The Centre for the Promotion of Private Enterprise (CPPE) has commended the Central Bank of Nigeria (CBN) for retaining all key monetary policy parameters at its 305th Monetary Policy Committee (MPC) meeting, describing the decision as evidence of strengthened policy maturity and growing macroeconomic stability.
The MPC maintained the Monetary Policy Rate (MPR) at 26.5 percent, retained the asymmetric corridor around the MPR, and left the Cash Reserve Ratio (CRR) unchanged at 15 percent for merchant banks, 45 percent for deposit money banks, and 75 percent for non-TSA public sector deposits.
According to CPPE, the decision reflects a pragmatic and increasingly sophisticated understanding of the inflation dynamics confronting the Nigerian economy.
The Director of CPPE, Dr. Muda Yusuf, said the stance of the monetary authorities demonstrates policy discipline and confidence in ongoing macroeconomic adjustments.
“At a time of heightened global uncertainty and mounting geopolitical tensions, the decision of the MPC sends a powerful signal of policy maturity, strategic restraint and confidence in the direction of macroeconomic management,” Yusuf said.
He explained that current inflationary pressures are largely structural and externally driven, noting that global geopolitical tensions involving Iran, Israel and the United States have contributed to volatility in energy markets and rising production costs.
“Inflation at this time is being driven more by supply-side disruptions than by excess domestic demand,” he said.
Yusuf stressed that monetary policy, while critical for stabilisation, cannot resolve structural bottlenecks or supply chain disruptions, warning that excessive tightening could undermine productivity and investment.
“The decision to hold rates therefore demonstrates a commendable recognition that excessive tightening at this stage could suffocate productivity, weaken industrial recovery, constrain investment appetite and undermine employment generation,” he added.

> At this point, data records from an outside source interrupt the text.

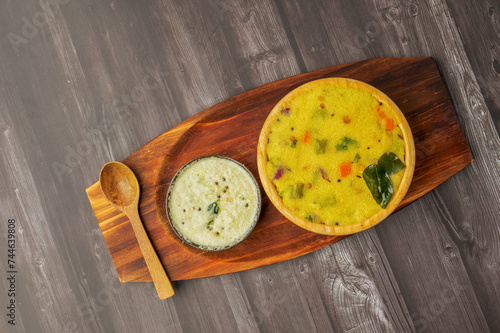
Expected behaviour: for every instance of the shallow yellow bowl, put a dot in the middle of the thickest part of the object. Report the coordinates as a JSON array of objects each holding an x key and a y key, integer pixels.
[{"x": 321, "y": 228}]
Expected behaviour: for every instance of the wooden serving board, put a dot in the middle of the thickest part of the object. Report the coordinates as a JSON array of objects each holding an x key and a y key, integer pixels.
[{"x": 232, "y": 128}]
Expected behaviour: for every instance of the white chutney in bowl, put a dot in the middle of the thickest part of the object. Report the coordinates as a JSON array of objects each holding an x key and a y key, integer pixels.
[{"x": 213, "y": 202}]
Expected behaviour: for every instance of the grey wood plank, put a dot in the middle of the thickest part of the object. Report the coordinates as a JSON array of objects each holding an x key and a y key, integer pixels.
[
  {"x": 479, "y": 27},
  {"x": 367, "y": 39}
]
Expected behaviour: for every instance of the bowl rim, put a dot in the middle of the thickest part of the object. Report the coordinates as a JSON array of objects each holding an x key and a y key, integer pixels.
[
  {"x": 321, "y": 228},
  {"x": 202, "y": 247}
]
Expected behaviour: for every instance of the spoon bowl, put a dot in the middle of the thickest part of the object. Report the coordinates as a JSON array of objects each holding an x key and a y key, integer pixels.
[{"x": 121, "y": 188}]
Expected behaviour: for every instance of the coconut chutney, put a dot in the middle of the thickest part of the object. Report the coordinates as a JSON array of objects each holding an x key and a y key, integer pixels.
[{"x": 213, "y": 203}]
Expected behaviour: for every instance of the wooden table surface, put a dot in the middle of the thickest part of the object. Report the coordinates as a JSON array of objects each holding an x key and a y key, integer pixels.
[{"x": 86, "y": 82}]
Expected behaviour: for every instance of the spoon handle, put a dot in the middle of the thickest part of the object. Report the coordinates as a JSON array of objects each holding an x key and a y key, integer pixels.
[{"x": 160, "y": 279}]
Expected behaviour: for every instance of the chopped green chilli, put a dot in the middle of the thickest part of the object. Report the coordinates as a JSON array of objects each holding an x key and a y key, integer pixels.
[
  {"x": 390, "y": 163},
  {"x": 379, "y": 183},
  {"x": 345, "y": 143}
]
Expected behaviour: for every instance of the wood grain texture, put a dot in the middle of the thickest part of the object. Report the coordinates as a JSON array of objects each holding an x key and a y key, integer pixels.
[
  {"x": 93, "y": 81},
  {"x": 232, "y": 128}
]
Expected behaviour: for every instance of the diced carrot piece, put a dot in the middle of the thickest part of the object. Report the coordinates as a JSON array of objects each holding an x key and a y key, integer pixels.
[
  {"x": 389, "y": 124},
  {"x": 381, "y": 113},
  {"x": 345, "y": 169},
  {"x": 306, "y": 137}
]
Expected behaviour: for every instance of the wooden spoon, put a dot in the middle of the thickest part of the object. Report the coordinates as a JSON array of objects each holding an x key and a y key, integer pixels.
[{"x": 121, "y": 188}]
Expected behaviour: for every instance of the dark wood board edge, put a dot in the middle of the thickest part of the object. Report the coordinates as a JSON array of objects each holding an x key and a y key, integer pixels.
[{"x": 297, "y": 81}]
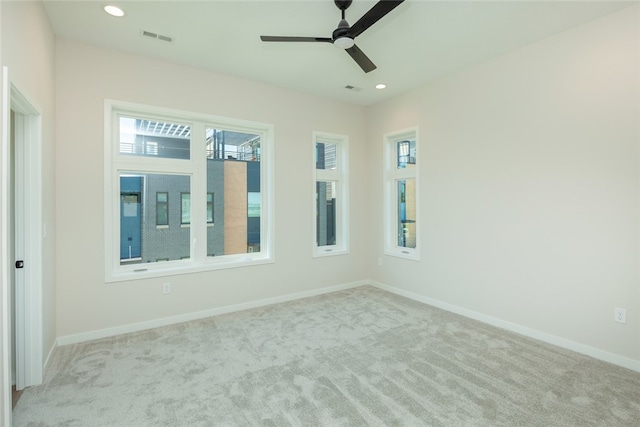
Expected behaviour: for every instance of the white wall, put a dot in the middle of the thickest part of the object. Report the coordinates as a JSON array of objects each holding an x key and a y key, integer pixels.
[
  {"x": 28, "y": 50},
  {"x": 529, "y": 187},
  {"x": 85, "y": 76}
]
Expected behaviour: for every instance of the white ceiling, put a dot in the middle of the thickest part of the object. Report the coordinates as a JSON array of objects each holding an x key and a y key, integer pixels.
[{"x": 417, "y": 42}]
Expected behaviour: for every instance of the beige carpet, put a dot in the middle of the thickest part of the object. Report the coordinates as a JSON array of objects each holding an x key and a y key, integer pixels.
[{"x": 351, "y": 358}]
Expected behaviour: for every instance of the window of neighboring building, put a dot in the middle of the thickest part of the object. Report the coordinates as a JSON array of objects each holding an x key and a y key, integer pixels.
[
  {"x": 162, "y": 208},
  {"x": 162, "y": 170},
  {"x": 401, "y": 194},
  {"x": 185, "y": 209},
  {"x": 209, "y": 208},
  {"x": 331, "y": 194}
]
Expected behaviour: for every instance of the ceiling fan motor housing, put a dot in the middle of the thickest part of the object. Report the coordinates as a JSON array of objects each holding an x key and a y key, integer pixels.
[{"x": 343, "y": 4}]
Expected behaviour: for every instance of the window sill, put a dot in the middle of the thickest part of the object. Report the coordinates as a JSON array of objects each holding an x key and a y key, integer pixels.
[
  {"x": 326, "y": 251},
  {"x": 186, "y": 266}
]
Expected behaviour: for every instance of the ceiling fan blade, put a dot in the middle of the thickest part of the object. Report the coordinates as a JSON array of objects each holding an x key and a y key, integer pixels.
[
  {"x": 363, "y": 61},
  {"x": 295, "y": 39},
  {"x": 377, "y": 12}
]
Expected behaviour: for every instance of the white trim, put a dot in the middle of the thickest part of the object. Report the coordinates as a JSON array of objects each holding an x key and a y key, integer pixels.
[
  {"x": 5, "y": 270},
  {"x": 166, "y": 321},
  {"x": 596, "y": 353},
  {"x": 50, "y": 356}
]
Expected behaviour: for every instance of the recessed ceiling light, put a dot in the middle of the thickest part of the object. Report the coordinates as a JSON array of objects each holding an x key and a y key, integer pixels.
[{"x": 114, "y": 10}]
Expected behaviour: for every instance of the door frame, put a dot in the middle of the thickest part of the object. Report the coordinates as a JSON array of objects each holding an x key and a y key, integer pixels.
[{"x": 28, "y": 219}]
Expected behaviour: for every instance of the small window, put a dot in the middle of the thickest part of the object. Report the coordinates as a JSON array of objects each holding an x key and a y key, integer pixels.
[
  {"x": 185, "y": 208},
  {"x": 401, "y": 194},
  {"x": 209, "y": 208},
  {"x": 162, "y": 208},
  {"x": 331, "y": 189}
]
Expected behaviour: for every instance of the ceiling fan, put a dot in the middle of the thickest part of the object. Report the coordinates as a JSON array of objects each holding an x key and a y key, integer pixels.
[{"x": 343, "y": 36}]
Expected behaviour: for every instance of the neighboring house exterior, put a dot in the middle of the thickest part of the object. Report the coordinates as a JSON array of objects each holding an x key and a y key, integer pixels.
[{"x": 155, "y": 208}]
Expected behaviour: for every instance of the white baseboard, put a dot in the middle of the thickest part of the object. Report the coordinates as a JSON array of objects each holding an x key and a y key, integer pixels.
[
  {"x": 47, "y": 361},
  {"x": 166, "y": 321},
  {"x": 519, "y": 329}
]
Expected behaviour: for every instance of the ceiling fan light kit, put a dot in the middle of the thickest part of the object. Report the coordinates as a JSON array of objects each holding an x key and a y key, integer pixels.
[{"x": 344, "y": 36}]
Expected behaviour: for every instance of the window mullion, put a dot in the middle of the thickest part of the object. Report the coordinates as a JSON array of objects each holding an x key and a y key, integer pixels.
[{"x": 199, "y": 193}]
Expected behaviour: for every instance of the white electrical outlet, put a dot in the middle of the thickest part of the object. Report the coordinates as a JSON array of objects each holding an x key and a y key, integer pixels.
[{"x": 620, "y": 315}]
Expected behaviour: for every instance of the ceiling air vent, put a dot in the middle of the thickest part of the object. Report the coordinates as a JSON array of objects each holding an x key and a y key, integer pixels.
[{"x": 156, "y": 36}]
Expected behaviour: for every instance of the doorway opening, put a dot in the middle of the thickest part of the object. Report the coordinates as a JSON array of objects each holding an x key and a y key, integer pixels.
[{"x": 25, "y": 219}]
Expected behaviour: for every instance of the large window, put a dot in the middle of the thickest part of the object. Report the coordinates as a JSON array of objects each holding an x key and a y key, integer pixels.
[
  {"x": 331, "y": 194},
  {"x": 162, "y": 171},
  {"x": 401, "y": 194}
]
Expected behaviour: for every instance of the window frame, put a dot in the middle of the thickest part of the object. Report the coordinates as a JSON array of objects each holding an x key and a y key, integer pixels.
[
  {"x": 196, "y": 168},
  {"x": 392, "y": 176},
  {"x": 341, "y": 176}
]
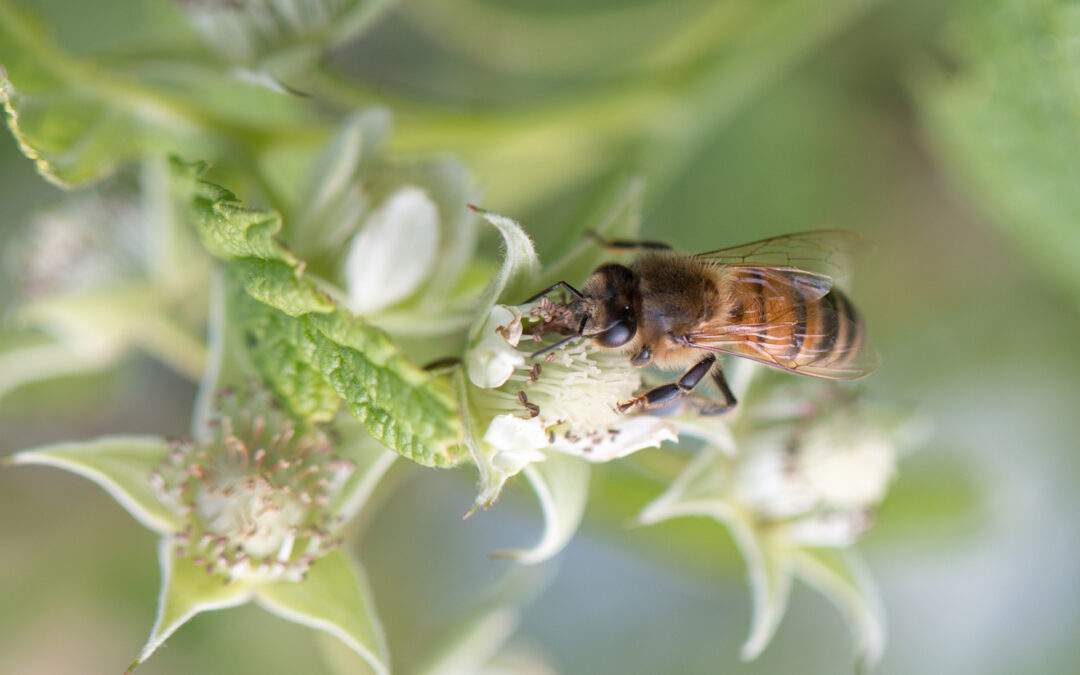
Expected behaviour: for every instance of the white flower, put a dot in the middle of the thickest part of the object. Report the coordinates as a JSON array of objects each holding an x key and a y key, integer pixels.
[
  {"x": 823, "y": 484},
  {"x": 493, "y": 360},
  {"x": 516, "y": 442},
  {"x": 565, "y": 403},
  {"x": 393, "y": 252}
]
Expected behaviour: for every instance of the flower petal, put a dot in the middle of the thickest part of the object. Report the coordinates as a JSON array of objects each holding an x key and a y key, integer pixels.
[
  {"x": 562, "y": 487},
  {"x": 520, "y": 256},
  {"x": 493, "y": 360},
  {"x": 121, "y": 464},
  {"x": 186, "y": 590},
  {"x": 393, "y": 253},
  {"x": 336, "y": 598},
  {"x": 841, "y": 577}
]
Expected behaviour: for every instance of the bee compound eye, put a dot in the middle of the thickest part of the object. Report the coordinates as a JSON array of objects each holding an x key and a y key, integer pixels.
[{"x": 618, "y": 334}]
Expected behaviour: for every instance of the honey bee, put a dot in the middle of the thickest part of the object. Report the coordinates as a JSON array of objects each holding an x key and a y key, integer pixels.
[{"x": 771, "y": 300}]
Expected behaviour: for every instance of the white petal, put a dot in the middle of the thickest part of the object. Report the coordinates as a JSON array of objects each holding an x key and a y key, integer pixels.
[
  {"x": 394, "y": 251},
  {"x": 849, "y": 475},
  {"x": 828, "y": 529},
  {"x": 510, "y": 432},
  {"x": 628, "y": 435},
  {"x": 490, "y": 365},
  {"x": 493, "y": 360}
]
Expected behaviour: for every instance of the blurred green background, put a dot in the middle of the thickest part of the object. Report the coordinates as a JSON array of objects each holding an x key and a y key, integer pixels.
[{"x": 948, "y": 132}]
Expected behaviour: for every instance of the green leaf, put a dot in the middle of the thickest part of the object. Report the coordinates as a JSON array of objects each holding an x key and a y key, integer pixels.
[
  {"x": 280, "y": 31},
  {"x": 518, "y": 257},
  {"x": 120, "y": 464},
  {"x": 839, "y": 576},
  {"x": 279, "y": 350},
  {"x": 1004, "y": 120},
  {"x": 36, "y": 363},
  {"x": 314, "y": 354},
  {"x": 76, "y": 122},
  {"x": 619, "y": 216},
  {"x": 370, "y": 462},
  {"x": 186, "y": 590},
  {"x": 562, "y": 486},
  {"x": 335, "y": 597}
]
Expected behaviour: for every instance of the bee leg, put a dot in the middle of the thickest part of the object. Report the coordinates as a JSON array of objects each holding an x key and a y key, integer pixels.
[
  {"x": 443, "y": 365},
  {"x": 665, "y": 393},
  {"x": 628, "y": 245},
  {"x": 715, "y": 407},
  {"x": 557, "y": 284}
]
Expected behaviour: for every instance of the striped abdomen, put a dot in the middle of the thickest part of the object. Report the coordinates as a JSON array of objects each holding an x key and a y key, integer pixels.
[{"x": 791, "y": 319}]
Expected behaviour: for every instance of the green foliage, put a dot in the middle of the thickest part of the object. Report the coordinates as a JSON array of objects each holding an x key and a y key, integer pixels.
[
  {"x": 314, "y": 354},
  {"x": 1004, "y": 118}
]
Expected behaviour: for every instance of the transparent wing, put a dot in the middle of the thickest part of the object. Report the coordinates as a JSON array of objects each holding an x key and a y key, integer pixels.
[
  {"x": 785, "y": 342},
  {"x": 827, "y": 252},
  {"x": 775, "y": 281}
]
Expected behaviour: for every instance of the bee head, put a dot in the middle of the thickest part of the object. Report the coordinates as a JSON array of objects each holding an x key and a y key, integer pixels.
[{"x": 612, "y": 294}]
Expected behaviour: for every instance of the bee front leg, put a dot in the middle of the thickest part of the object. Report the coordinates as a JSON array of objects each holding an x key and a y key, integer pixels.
[{"x": 665, "y": 393}]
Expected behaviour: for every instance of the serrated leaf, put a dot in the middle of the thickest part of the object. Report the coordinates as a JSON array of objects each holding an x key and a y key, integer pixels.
[
  {"x": 121, "y": 466},
  {"x": 334, "y": 597},
  {"x": 186, "y": 590},
  {"x": 561, "y": 483},
  {"x": 70, "y": 118},
  {"x": 280, "y": 351},
  {"x": 314, "y": 354}
]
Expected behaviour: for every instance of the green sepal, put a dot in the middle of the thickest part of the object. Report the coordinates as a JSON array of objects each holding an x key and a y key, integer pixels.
[
  {"x": 121, "y": 464},
  {"x": 334, "y": 597},
  {"x": 186, "y": 590}
]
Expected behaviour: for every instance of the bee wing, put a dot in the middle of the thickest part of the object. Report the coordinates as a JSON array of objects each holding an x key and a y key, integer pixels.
[
  {"x": 827, "y": 252},
  {"x": 773, "y": 281}
]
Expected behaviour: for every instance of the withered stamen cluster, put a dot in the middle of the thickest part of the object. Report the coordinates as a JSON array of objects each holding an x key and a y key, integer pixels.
[{"x": 254, "y": 496}]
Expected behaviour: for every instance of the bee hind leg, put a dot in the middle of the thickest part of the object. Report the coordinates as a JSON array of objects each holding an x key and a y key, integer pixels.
[
  {"x": 710, "y": 406},
  {"x": 664, "y": 394}
]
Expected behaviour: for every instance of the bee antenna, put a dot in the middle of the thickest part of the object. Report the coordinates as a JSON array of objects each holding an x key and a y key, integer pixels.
[
  {"x": 566, "y": 340},
  {"x": 557, "y": 284}
]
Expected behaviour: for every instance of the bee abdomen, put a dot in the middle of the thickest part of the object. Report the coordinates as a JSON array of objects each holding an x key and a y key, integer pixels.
[{"x": 834, "y": 332}]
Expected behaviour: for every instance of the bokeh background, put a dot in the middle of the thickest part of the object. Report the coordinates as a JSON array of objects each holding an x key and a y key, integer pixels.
[{"x": 948, "y": 132}]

He further noted that the Central Bank’s approach reflects a balanced policy calibration aimed at sustaining economic recovery while managing inflation pressures.
The CPPE also commended the CBN for improved foreign exchange market stability, describing it as a key anchor of investor confidence and macroeconomic predictability.
Yusuf said exchange rate stability has helped moderate imported inflation, improve planning certainty for businesses, and reduce speculative pressures in the market.
He also praised the ongoing banking sector recapitalisation exercise, noting that it has been implemented without systemic disruption.
“The exercise has not triggered systemic anxiety, depositor panic, bank failures or significant erosion of shareholder confidence. This demonstrates regulatory maturity and improved supervisory capacity,” he said.
According to him, the recapitalisation programme is a long-term reform designed to strengthen financial intermediation and support industrialisation and infrastructure financing.
Yusuf concluded that the outcome of the MPC meeting reflects a broader policy direction focused not only on inflation control, but also on sustaining investment, productivity, competitiveness, and job creation.